Getting Our Bearings: Improving Geography in Schools

By Jack Winterburn

In September 2023, Ofsted research and analysis published their subject report on Geography in schools. 

Key findings

Since Ofsted’s previous subject report, a noticeable improvement in curriculum planning has taken place. Knowledge and skills are now better sequenced to enable students to build their learning. 

Yet in secondary schools, content was often taught as laid out in the exam specification, making it difficult for students to make connections.  

In early years, there has been a development in students’ geographic knowledge. However, in primary schools, geography is often being lost in cross-curricular ‘topic’ approaches. In secondary schools, the report noted that geography at Key Stage 3 often lacked challenge or was not subject specific.  

Furthermore, the opportunities for developing fieldwork skills are still lacking across key stages. 


Several recommendations to ensure high-quality geography education from the report can be summarised as follows:

  1. Ensure the curriculum is sequenced at all key stages enabling the effective transition into new content
  2. Consider the prior knowledge needed to access more complex ideas/concepts
  3. Consider how pupils will build knowledge over a series of topics and apply concepts to different scenarios
  4. Identify misconceptions and plan strategies to overcome them
  5. Teach fieldwork skills – collecting, presenting, analysing, and evaluating data

What can we learn from this?

As practitioners, we often overlook the importance of sequencing content and how building knowledge and skills is vital in developing our students into successful geographers. 

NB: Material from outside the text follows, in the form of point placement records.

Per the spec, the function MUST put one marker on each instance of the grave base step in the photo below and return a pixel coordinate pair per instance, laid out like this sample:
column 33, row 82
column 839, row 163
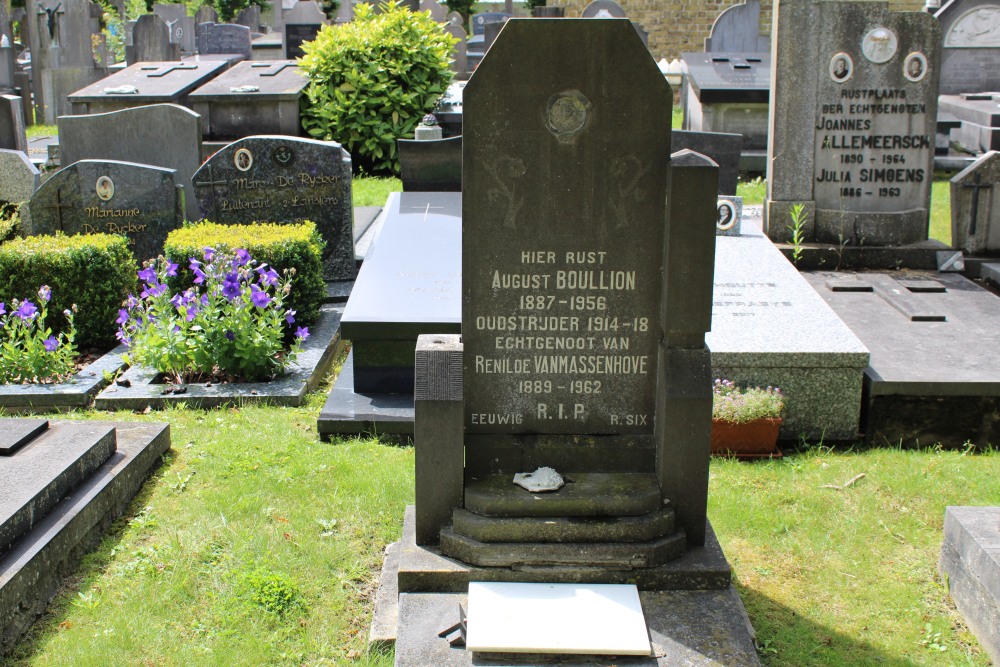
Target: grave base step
column 564, row 529
column 583, row 495
column 534, row 554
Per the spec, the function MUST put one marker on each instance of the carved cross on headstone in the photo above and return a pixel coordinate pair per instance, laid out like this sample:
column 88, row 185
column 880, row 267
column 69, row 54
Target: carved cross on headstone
column 59, row 206
column 976, row 186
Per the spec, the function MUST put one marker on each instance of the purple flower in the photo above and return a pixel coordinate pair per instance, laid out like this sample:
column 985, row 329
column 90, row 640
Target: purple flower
column 259, row 297
column 231, row 290
column 147, row 275
column 26, row 311
column 241, row 259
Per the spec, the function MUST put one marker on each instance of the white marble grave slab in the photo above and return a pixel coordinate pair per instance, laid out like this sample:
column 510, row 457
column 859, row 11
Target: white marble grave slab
column 596, row 619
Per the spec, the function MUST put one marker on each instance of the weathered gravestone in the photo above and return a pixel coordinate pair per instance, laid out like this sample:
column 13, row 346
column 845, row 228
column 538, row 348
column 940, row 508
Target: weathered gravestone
column 139, row 137
column 91, row 196
column 970, row 57
column 251, row 98
column 225, row 39
column 302, row 23
column 18, row 177
column 852, row 122
column 975, row 207
column 284, row 179
column 737, row 30
column 151, row 41
column 584, row 311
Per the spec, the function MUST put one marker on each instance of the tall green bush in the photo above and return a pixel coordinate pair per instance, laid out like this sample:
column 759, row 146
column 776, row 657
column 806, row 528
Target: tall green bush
column 373, row 79
column 94, row 271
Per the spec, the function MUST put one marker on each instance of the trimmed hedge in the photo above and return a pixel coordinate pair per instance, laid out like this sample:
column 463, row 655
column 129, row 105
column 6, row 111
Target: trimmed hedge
column 94, row 271
column 283, row 246
column 372, row 80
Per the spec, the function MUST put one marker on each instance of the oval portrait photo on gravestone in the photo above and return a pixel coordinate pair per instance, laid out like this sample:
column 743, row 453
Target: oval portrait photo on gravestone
column 915, row 67
column 841, row 67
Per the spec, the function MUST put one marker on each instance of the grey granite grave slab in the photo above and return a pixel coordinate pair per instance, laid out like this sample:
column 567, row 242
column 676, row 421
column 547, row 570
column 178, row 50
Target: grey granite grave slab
column 17, row 432
column 76, row 392
column 139, row 134
column 975, row 207
column 18, row 176
column 971, row 47
column 932, row 376
column 44, row 471
column 139, row 201
column 145, row 388
column 728, row 92
column 769, row 327
column 970, row 563
column 31, row 575
column 853, row 112
column 146, row 83
column 284, row 179
column 251, row 98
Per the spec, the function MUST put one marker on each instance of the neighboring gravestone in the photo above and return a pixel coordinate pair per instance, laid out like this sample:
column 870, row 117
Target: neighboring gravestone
column 91, row 196
column 737, row 30
column 12, row 131
column 225, row 38
column 970, row 57
column 284, row 179
column 975, row 211
column 18, row 176
column 251, row 98
column 302, row 23
column 151, row 41
column 139, row 137
column 852, row 122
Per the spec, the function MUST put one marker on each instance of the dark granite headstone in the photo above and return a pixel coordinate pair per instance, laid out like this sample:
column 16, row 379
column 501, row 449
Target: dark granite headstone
column 225, row 38
column 146, row 83
column 857, row 84
column 139, row 137
column 975, row 207
column 431, row 166
column 251, row 98
column 737, row 30
column 722, row 148
column 90, row 196
column 284, row 179
column 18, row 176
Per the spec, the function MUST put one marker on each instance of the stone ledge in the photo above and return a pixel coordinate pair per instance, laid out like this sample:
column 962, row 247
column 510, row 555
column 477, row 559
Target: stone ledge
column 318, row 354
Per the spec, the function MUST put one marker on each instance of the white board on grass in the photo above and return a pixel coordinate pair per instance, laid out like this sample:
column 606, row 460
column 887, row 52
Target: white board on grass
column 596, row 619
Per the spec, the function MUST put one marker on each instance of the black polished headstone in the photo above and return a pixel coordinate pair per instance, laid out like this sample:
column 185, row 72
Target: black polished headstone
column 91, row 196
column 284, row 179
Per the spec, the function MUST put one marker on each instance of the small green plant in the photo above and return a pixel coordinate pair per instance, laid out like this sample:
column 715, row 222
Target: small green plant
column 797, row 228
column 29, row 352
column 229, row 325
column 732, row 404
column 373, row 79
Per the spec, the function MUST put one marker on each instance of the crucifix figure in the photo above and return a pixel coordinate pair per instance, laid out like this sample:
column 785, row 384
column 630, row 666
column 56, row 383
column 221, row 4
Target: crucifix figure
column 976, row 186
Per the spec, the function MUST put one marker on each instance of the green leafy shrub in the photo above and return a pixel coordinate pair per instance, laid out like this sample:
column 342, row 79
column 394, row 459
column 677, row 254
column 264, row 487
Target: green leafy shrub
column 29, row 353
column 94, row 271
column 284, row 247
column 373, row 79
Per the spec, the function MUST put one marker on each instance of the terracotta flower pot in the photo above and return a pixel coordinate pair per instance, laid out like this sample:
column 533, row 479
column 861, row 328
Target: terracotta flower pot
column 756, row 438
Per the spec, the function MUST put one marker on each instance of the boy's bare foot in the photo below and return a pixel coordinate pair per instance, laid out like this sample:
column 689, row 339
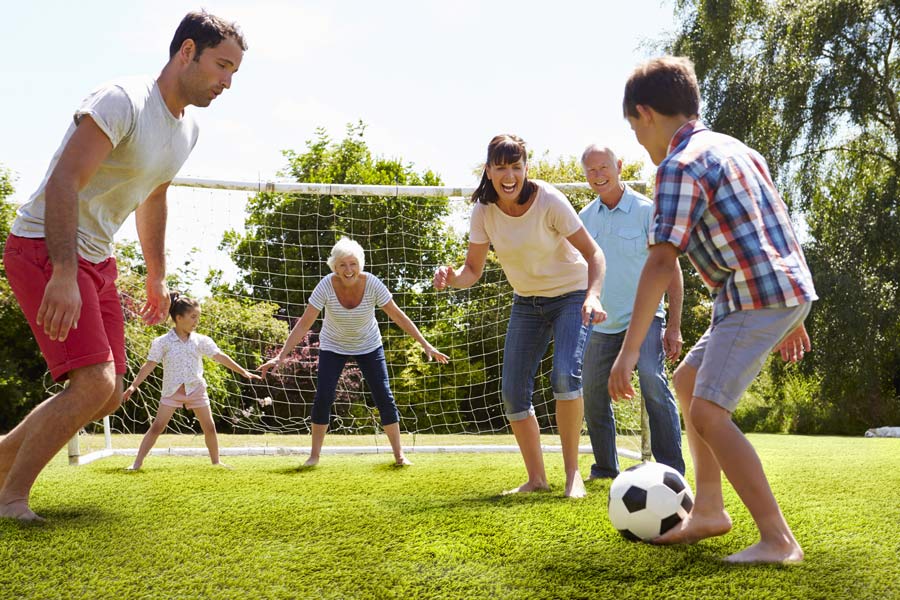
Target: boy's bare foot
column 789, row 553
column 527, row 488
column 18, row 509
column 696, row 527
column 575, row 486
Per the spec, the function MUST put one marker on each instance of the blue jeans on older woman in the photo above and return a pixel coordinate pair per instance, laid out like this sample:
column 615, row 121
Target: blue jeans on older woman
column 662, row 410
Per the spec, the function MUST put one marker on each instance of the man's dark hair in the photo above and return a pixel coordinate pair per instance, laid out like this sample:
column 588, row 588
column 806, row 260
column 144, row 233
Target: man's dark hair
column 667, row 84
column 206, row 30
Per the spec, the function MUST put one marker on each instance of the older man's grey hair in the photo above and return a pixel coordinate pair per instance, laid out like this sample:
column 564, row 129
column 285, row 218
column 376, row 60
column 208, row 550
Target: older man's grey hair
column 599, row 149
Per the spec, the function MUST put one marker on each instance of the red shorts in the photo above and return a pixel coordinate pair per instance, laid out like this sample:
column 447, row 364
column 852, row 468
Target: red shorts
column 100, row 335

Without consideration of the prior knowledge needed to access complex ideas, we are setting our students up to fail by expecting them to ‘run before they can walk’. 

Taking time to reflect on what went well when teaching a topic and what felt more difficult can help us to sequence the content in a way which best supports our learners. 

It also enables us to consider the misconceptions our students face, why they have them, and pre-empt similar misconceptions in the future. 

We must also learn to take more risks. To some, the thought of leading fieldwork feels daunting. But a well-planned fieldwork session can allow students to gain invaluable experience that cannot be replicated in the classroom. As a geography network, we have discussed the importance of fieldwork and strategies to embed this in primary schools. 

This report highlights that the teaching of geography is making progress in the right direction. As a trust, to further improve we must reflect on the learning experiences our students have and what we can do to make their learning journey more interconnected.